Photoreceptor apoptosis is recognized as one key pathogenesis of retinal degeneration, the counteraction of which represents a promising approach to safeguard visual function. Recently, mesenchymal stem cell transplantation (MSCT) has demonstrated immense potential to treat ocular disorders, in which extracellular vesicles (EVs), particularly exosomes, have emerged as effective ophthalmological therapeutics. However, whether and how MSCT protects photoreceptors against apoptotic injuries remains largely unknown. Here, we discovered that intravitreal MSCT counteracted photoreceptor apoptosis and alleviated retinal morphological and functional degeneration in a mouse model of photoreceptor loss induced by N-methyl-N-nitrosourea (MNU). Interestingly, effects of MSCT were inhibited after blockade of exosomal generation by GW4869 preconditioning. Furthermore, MSC-derived exosomal transplantation (EXOT) effectively suppressed MNU-provoked photoreceptor injury. Notably, therapeutic efficacy of MSCT and EXOT on MNU-induced retinal degeneration was long-lasting as photoreceptor preservance and retinal maintenance were detected even after 1–2 months post to injection for only once. More importantly, using a natural occurring retinal degeneration model caused by a nonsense mutation of Phosphodiesterase 6b gene (Pde6b^mut), we confirmed that MSCT and EXOT prevented photoreceptor loss and protected long-term retinal function. In deciphering therapeutic mechanisms regarding potential exosome-mediated communications, we identified that miR-21 critically maintained photoreceptor viability against MNU injury by targeting programmed cell death 4 (Pdcd4) and was transferred from MSC-derived exosomes in vivo for functional regulation. Moreover, miR-21 deficiency aggravated MNU-driven retinal injury and was restrained by EXOT. Further experiments revealed that miR-21 mediated therapeutic effects of EXOT on MNU-induced photoreceptor apoptosis and retinal dysfunction. These findings uncovered the efficacy and mechanism of MSCT-based photoreceptor protection, indicating exosomal miR-21 as a therapeutic for retinal degeneration.

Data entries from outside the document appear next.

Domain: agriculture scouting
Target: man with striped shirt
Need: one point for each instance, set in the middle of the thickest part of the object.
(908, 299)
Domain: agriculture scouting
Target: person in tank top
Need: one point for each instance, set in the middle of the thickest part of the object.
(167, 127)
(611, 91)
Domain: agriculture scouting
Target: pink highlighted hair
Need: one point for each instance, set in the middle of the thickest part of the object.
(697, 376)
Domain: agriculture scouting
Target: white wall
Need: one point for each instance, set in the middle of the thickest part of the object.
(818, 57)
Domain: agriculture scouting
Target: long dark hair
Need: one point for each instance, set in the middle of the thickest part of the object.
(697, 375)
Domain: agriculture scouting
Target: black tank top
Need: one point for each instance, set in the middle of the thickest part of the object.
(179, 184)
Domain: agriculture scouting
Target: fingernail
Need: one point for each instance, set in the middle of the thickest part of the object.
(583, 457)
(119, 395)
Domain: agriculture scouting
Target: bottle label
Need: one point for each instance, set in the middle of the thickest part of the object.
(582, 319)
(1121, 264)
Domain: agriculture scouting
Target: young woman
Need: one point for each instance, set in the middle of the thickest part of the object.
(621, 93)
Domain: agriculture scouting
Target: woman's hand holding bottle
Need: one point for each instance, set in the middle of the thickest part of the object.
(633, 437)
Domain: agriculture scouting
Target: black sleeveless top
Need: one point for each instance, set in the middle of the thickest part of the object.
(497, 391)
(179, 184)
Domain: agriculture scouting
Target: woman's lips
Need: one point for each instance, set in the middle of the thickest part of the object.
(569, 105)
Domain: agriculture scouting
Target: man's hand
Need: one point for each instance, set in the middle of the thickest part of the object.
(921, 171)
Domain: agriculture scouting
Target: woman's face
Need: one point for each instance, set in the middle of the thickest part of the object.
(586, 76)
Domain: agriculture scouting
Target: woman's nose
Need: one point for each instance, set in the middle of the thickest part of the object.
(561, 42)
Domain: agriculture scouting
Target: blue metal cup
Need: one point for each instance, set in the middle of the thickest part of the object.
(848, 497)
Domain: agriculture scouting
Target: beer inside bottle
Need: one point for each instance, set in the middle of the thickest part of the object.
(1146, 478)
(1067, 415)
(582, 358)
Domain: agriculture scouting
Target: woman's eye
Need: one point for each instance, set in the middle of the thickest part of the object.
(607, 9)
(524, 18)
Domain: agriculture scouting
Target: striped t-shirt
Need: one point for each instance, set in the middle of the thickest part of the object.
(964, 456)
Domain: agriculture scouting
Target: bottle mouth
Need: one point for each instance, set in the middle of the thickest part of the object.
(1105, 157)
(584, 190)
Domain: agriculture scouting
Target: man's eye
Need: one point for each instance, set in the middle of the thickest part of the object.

感光细胞凋亡被认为是视网膜变性的一个关键发病机制，其抵消作用代表了一种有前途的保护视觉功能的方法。最近，间充质干细胞移植 (MSCT) 已显示出治疗眼部疾病的巨大潜力，其中细胞外囊泡 (EV)，尤其是外泌体，已成为有效的眼科治疗方法。然而，MSCT 是否以及如何保护光感受器免受凋亡损伤仍然很大程度上未知。在这里，我们发现玻璃体内的 MSCT 在N-甲基-N诱导的光感受器损失小鼠模型中抵消了光感受器凋亡并减轻了视网膜形态和功能退化。-亚硝基脲（MNU）。有趣的是，在通过 GW4869 预处理阻断外泌体生成后，MSCT 的作用受到抑制。此外，MSC 衍生的外泌体移植 (EXOT) 有效抑制了 MNU 引发的光感受器损伤。值得注意的是，MSCT 和 EXOT 对 MNU 诱导的视网膜变性的治疗效果是持久的，因为即使在注射后 1-2 个月后检测到光感受器保留和视网膜维持仅一次。更重要的是，使用由磷酸二酯酶 6b基因（Pde6b ^mut)，我们证实 MSCT 和 EXOT 可防止光感受器损失并保护长期视网膜功能。在破译有关潜在外泌体介导的通讯的治疗机制时，我们发现 miR-21 通过靶向程序性细胞死亡 4 (Pdcd4) 关键维持光感受器对 MNU 损伤的活力，并在体内从 MSC 衍生的外泌体转移以进行功能调节。此外，miR-21 缺乏会加重 MNU 驱动的视网膜损伤，并受到 EXOT 的抑制。进一步的实验表明，miR-21 介导 EXOT 对 MNU 诱导的感光细胞凋亡和视网膜功能障碍的治疗作用。这些发现揭示了基于 MSCT 的光感受器保护的功效和机制，表明外泌体 miR-21 作为视网膜变性的治疗剂。